3.3 Trends by food/beverage category
Given differential trends in ASE intakes for foods/beverages, we conducted additional analyses to examine trends in ASE for six food and beverage categories: sweetened beverages, sweet foods, sugars/sweeteners/syrups/honey, other beverages, whole fruit, and other foods (Figure 1). For sweetened beverages, total ASE values declined, but an increase was observed in ASE from LCS and a dramatic decrease in sweetness from sugars/caloric sweeteners. ASE from sweet foods declined, but there was practically no contribution of LCS to this category. Similarly, ASE from other beverages declined, and there was no measurable impact of LCS in this category. ASE from whole fruit was unchanged, while ASE from other foods increased slightly. Patterns were similar for children/adolescents (Figure 2) and adults (Figure 3).
Trends in approximate sugar equivalents (g/d) from regular and low-calorie sweeteners by food/beverage category in the total population. (A) Sweetened beverages; (B) Sweet foods; (C) Sugar, sweeteners, syrups & honey; (D) Other beverages; (E) Whole fruit; (F) Other foods. Error bars are 95% confidence intervals. 1Sweetened beverages include carbonated soft drinks, fruit drinks, sports, and energy drinks. 2Sweet foods include chocolate confectionary, cakes, puddings, yogurt, biscuits, sugar confectionary, ice cream and sweet ready-to-eat cereals. 3Other beverages include milk, 100% fruit juice, tea and alcoholic beverages.
Trends in approximate sugar equivalents (g/d) from regular and low-calorie sweeteners by food/beverage category among children/adolescents. (A) Sweetened beverages; (B) Sweet foods; (C) Sugar, sweeteners, syrups & honey; (D) Other beverages; (E) Whole fruit; (F) Other foods.

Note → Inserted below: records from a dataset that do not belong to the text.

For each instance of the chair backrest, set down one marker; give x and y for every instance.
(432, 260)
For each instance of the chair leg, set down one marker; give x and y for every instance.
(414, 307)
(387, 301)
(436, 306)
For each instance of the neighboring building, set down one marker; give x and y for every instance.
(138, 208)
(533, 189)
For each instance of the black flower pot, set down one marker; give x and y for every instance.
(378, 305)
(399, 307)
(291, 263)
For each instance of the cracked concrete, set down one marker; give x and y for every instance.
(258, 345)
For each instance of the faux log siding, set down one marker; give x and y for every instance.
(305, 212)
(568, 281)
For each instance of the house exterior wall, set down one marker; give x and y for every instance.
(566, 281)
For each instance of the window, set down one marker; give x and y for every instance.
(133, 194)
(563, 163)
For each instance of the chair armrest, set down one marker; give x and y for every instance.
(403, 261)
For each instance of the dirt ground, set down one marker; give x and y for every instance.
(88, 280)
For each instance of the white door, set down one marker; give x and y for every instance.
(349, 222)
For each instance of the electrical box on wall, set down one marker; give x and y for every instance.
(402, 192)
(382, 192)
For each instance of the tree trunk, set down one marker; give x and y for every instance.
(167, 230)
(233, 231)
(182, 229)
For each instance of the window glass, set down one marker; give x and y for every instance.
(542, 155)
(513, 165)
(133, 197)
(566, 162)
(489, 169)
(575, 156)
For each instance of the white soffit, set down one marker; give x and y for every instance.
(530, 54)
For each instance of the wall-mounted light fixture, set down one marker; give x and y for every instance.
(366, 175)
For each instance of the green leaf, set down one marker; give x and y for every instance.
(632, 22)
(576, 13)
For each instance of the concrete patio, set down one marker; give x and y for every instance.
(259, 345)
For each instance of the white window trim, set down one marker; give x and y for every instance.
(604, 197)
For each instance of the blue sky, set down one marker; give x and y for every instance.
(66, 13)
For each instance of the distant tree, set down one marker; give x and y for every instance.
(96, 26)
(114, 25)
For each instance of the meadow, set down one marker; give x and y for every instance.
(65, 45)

Error bars are 95% confidence intervals. 1Sweetened beverages include carbonated soft drinks, fruit drinks, sports, and energy drinks. 2Sweet foods include chocolate confectionary, cakes, puddings, yogurt, biscuits, sugar confectionary, ice cream and sweet ready-to-eat cereals. 3Other beverages include milk, 100% fruit juice, tea and alcoholic beverages.
Trends in approximate sugar equivalents (g/d) from regular and low-calorie sweeteners by food/beverage category among adults. Error bars are 95% confidence intervals. (A) Sweetened beverages; (B) Sweet foods; (C) Sugar, sweeteners, syrups & honey; (D) Other beverages; (E) Whole fruit; (F) Other foods. 1Sweetened beverages include carbonated soft drinks, fruit drinks, sports, and energy drinks. 2Sweet foods include chocolate confectionary, cakes, puddings, yogurt, biscuits, sugar confectionary, ice cream and sweet ready-to-eat cereals. 3Other beverages include milk, 100% fruit juice, tea and alcoholic beverages.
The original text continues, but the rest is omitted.